Ana AIbani de Carvalho e Neiva Bohns
Outubro – 2006
No cenário configurado pela produção artística dos anos 60 e 70, a fotografia ocupa um lugar de destaque, em razão das funções a ela atribuídas pela arte conceitual, pelas correntes que a antecederam e por outros movimentos característicos do período. No âmbito brasileiro, Clóvis Dariano integra uma geração de artistas que desempenhou um papel inaugural quanto ao emprego do dispositivo fotográfico no contexto estético propiciado por um conceitualismo nutrido por certos procedimentos praticados desde as primeiras décadas do século XX. A ironia dos títulos e das imagens é um componente marcante da dívida em relação ao surrealismo, ao dadaísmo e ao neo-dadaísmo, absorvidas e transformadas pelos artistas brasileiros em pleno período de exceção política (lembremos os duros anos de ditadura militar que formavam o cenário da época). Desde o início de sua trajetória, Clóvis Dariano opera com a fotografia como um lugar de investigação e experimentação, tanto do ponto de vista de quem produz a imagem, quanto daquele que a observa. Sua atuação – ao lado de Carlos Pasquetti, Teimo Lanes, Mara Alvares e Vera Chaves Barcellos – na criação do Nervo Óptico (1976/1978), pode ser vista como um momento-chave deste modo de conceber a arte. Assim, Re-visões é uma (a)mostra, bastante seletiva, do que o artista vem produzindo desde os anos 70 até os dias de hoje. A contemporaneidade de suas proposições pode ser vista como um desafio e como uma contribuição ao campo artístico, nestes dias em que o encanto pela tecnologia parece sobrepujar o vital exercício da criação. Em algumas obras expostas, a fotografia encontra meios de negar a sua própria condição mimética, seu estatuto de evidência e de prova irrefutável (vide Pele sobre Pele e Paisagem sobre Paisagem). O jogo proposto entre a realidade observável e passível de registro, e a manipulação arbitrária de elementos desta mesma realidade, também aparece nos retratos e auto-retratos em que o artista utiliza o recurso dos óculos-olhos: olhos que se apresentam declaradamente como imagem. Podem ser vistos, mas não podem ver.

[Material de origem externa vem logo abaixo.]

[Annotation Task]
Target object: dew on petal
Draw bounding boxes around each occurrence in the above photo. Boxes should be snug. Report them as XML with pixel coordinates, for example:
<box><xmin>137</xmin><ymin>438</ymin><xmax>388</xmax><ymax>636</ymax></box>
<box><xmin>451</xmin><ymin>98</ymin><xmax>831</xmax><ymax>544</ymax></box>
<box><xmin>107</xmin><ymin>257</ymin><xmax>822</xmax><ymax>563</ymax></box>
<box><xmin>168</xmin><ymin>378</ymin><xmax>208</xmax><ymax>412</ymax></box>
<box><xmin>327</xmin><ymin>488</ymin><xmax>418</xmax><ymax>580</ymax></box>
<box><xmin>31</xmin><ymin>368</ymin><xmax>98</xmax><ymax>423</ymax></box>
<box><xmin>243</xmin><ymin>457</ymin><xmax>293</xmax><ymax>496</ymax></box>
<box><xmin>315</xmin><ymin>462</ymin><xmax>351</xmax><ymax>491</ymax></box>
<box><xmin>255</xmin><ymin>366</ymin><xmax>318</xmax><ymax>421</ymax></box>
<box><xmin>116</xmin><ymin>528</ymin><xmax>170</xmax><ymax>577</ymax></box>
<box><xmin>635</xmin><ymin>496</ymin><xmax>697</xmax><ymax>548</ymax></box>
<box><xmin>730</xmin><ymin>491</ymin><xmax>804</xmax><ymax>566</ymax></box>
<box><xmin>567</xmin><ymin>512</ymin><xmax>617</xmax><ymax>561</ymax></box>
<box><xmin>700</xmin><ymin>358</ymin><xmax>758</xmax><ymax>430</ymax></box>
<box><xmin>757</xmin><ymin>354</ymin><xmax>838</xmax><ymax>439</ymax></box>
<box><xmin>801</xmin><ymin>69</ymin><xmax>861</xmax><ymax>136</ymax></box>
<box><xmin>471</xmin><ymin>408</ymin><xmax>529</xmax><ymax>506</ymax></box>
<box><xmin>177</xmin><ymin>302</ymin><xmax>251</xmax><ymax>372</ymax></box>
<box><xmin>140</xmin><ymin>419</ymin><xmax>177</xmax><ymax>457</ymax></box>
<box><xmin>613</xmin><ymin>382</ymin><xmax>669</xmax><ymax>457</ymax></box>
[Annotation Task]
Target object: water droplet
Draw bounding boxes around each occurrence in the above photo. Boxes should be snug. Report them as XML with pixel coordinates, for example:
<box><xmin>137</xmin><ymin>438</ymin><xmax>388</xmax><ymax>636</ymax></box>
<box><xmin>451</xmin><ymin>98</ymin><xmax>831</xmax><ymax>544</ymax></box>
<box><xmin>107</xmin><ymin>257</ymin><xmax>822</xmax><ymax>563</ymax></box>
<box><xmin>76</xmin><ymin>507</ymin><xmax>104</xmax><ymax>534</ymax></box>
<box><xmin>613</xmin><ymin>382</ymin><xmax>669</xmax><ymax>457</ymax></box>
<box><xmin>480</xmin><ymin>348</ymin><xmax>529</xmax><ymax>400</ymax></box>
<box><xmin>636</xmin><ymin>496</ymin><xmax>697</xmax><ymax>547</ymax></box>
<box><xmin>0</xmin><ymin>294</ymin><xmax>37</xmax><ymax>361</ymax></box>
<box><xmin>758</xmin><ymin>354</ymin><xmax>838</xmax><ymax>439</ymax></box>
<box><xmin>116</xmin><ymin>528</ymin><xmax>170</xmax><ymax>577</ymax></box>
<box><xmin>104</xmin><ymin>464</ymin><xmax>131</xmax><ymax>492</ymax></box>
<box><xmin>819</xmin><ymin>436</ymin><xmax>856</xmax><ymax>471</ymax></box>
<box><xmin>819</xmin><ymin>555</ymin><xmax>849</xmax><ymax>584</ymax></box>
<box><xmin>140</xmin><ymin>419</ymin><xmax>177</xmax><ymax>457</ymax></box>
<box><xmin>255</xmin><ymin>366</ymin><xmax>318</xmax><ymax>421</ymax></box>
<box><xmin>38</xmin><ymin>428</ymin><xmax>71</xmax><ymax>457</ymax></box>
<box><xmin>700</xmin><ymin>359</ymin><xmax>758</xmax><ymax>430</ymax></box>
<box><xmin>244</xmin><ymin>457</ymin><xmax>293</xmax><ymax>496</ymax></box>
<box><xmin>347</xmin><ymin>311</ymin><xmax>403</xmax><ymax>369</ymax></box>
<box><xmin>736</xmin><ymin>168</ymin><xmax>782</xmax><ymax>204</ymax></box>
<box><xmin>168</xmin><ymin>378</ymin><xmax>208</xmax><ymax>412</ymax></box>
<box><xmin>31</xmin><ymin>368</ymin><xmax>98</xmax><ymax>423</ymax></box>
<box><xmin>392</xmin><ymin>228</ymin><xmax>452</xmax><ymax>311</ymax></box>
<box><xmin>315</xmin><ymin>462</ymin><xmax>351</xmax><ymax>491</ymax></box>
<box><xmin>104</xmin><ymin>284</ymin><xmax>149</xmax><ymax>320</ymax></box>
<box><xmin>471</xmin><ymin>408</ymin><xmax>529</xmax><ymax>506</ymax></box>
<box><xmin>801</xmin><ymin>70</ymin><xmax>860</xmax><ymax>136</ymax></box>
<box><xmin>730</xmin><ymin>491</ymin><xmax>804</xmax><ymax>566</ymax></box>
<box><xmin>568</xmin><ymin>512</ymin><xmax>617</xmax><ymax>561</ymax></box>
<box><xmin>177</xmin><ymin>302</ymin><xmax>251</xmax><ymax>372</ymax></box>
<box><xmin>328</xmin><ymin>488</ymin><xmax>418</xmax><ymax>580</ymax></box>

Suas fotografias avançam por caminhos ainda mais perturbadores, como no caso da imagem do pedaço de corpo que ameaça sair de dentro de uma caixa, ou perder-se num buraco sem fundo. Na mente do observador instala-se uma profunda inquietação sobre a verdade daquilo que pode ser visto. Com toda sua potencialidade mórbida, é a finitude da vida que essa imagem evoca, funcionando como advertência para os prepotentes que negligenciam a fragilidade humana.